The total number of road casualties of all severities fell by 4 per cent between 2006 and 2007 to approximately 248,000 in Great Britain. This compares with an annual average of approximately 320,000 for the years 1994-98.

The decline in the casualty rate, which takes into account the volume of traffic on the roads, has been much steeper. In 1967 there were 199 casualties per 100 million vehicle kilometres. By 2007 this had declined to 48 per 100 million vehicle kilometres."
So I wonder if there's a variable cost in there that's proving difficult to control. A chief culprit might be marketing. We're certainly being inundated with TV advertisements for insurance price comparison sites, so I wonder if that is in turn being paid for by higher 'costs per click' associated with advertising on those sites? While some insurers are refusing to list their products on the price comparison sites, they may still face competition for key search terms, for example.

Needless to say, I haven't yet been able to find much public analysis on this, but there is a helpful post on analysing the efficiency of cost per click by The Catalsyst. It's easy to over-spend, and the competition may force you to.

If my hypothesis is right, the case is building for semantic web applications to enable people's computers to find deals simply by interrogating insurers' computers - without all the expensive advertising noise.
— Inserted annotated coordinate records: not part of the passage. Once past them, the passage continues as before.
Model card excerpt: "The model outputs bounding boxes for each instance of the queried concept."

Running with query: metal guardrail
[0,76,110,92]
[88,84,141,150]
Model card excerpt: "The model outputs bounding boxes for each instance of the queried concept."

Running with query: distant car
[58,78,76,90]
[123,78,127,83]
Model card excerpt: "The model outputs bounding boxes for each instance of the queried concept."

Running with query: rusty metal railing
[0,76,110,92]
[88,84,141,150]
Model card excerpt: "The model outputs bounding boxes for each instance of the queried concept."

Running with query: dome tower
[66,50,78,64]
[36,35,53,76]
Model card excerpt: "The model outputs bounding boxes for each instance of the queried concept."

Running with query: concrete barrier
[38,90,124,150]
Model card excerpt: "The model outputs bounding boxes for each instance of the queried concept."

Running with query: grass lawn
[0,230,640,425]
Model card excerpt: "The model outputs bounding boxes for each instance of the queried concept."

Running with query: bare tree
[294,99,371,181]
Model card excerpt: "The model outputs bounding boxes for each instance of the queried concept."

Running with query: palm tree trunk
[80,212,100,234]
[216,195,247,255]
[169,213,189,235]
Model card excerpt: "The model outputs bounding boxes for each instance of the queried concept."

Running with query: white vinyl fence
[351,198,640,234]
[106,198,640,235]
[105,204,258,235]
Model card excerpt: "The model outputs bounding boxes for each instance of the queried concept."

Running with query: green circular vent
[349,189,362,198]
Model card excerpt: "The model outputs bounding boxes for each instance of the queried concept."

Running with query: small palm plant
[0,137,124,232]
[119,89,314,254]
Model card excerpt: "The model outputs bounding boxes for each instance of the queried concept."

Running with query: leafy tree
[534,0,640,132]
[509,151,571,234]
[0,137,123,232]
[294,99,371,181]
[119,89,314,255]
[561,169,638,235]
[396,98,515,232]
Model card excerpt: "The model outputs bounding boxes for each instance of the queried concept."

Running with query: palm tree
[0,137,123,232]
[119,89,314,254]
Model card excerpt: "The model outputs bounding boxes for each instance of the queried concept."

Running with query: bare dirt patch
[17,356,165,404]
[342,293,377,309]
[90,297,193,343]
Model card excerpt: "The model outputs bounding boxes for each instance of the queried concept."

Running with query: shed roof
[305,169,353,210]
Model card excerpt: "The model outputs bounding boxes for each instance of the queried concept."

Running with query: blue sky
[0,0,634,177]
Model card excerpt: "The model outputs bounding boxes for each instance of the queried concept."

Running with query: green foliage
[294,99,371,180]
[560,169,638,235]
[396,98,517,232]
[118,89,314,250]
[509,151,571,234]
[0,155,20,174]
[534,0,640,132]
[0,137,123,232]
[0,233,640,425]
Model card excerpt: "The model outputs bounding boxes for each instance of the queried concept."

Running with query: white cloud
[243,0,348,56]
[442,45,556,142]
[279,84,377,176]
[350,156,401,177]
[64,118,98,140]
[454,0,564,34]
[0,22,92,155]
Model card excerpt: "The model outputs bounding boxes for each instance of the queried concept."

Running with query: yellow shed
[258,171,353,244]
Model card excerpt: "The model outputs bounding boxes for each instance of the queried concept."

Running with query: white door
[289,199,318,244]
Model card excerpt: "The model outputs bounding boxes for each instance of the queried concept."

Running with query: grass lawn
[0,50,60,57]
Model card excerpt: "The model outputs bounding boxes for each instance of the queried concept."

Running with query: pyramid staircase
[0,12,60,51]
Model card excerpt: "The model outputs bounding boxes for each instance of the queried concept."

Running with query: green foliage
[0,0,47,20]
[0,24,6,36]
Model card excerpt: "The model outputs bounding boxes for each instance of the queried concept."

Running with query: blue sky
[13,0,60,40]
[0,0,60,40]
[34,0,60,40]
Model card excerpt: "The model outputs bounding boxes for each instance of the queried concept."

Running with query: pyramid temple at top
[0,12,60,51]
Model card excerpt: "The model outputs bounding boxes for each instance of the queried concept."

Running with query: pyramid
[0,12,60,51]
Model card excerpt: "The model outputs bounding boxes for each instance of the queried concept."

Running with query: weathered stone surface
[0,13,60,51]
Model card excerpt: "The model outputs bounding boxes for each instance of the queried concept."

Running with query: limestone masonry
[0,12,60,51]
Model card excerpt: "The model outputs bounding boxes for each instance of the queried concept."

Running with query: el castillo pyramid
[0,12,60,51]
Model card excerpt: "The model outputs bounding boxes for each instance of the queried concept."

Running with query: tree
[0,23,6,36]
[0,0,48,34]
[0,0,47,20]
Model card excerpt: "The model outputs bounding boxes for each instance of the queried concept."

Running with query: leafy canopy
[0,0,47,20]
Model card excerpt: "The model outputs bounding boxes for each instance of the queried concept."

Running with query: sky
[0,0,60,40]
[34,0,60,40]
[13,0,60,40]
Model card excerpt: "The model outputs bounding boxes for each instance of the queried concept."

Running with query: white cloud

Wednesday, 21 October 2009

Extra Data From Us is Key To Financial Health


Just for fun, I've been wading through the FSA's discussion paper on reforming the mortgage market.

The FSA's aims are to ensure the mortgage market is sustainable for all participants, and works better for consumers - and taxpayers.

The credit crunch has shown that consumer lending and related securitisation programmes have become a high risk, low/no data process. That has to change.

So, the immediate challenge to the FSA's approach is the decision (thinly explained on page 67) to focus only on the 'mortgage market', rather than the role of mortgages in the 'credit market' or indeed the overall investment market of which the credit market is an integral part. Of course, the FSA's remit and resources don't even extend to unsecured credit, let alone the entire investment market. This silo mentality renders the investment markets a fool's paradise.

Secondly, lenders and their investors (including the Treasury) will only get better at risk management if all the data systems in the lending/investment process are up to the job of collecting and processing enough credit data. That includes using the data gleaned in the underwriting process to help inform the loan collections/enforcement process, then 'closing the loop' by feeding the lessons learned back into the underwriting and investment processes. It would be interesting to see how much work the FSA has done to understand and encourage the level of investment in systems used for underwriting, collections and investment decisions.

Thirdly, the FSA is right to avoid 'blunt' caps on loan-to-value and debt-to-income ratios. Adding a more detailed calculation of 'free disposable income' is a good way to introduce more data that might help lenders and investors predict the likelihood of default. But that will only work if borrowers are willing to contribute accurate data, rather than try to 'game' the system - which lenders/investors will end up tolerating. So far, the FSA seems to be generating consumer resistance to providing extra information to lenders (making it harder for lenders to ask) by not explaining that extra data is critical to lenders improving their credit risk management systems, which ultimately protects the entire financial system.

The discussion period ends on 30 January 2010.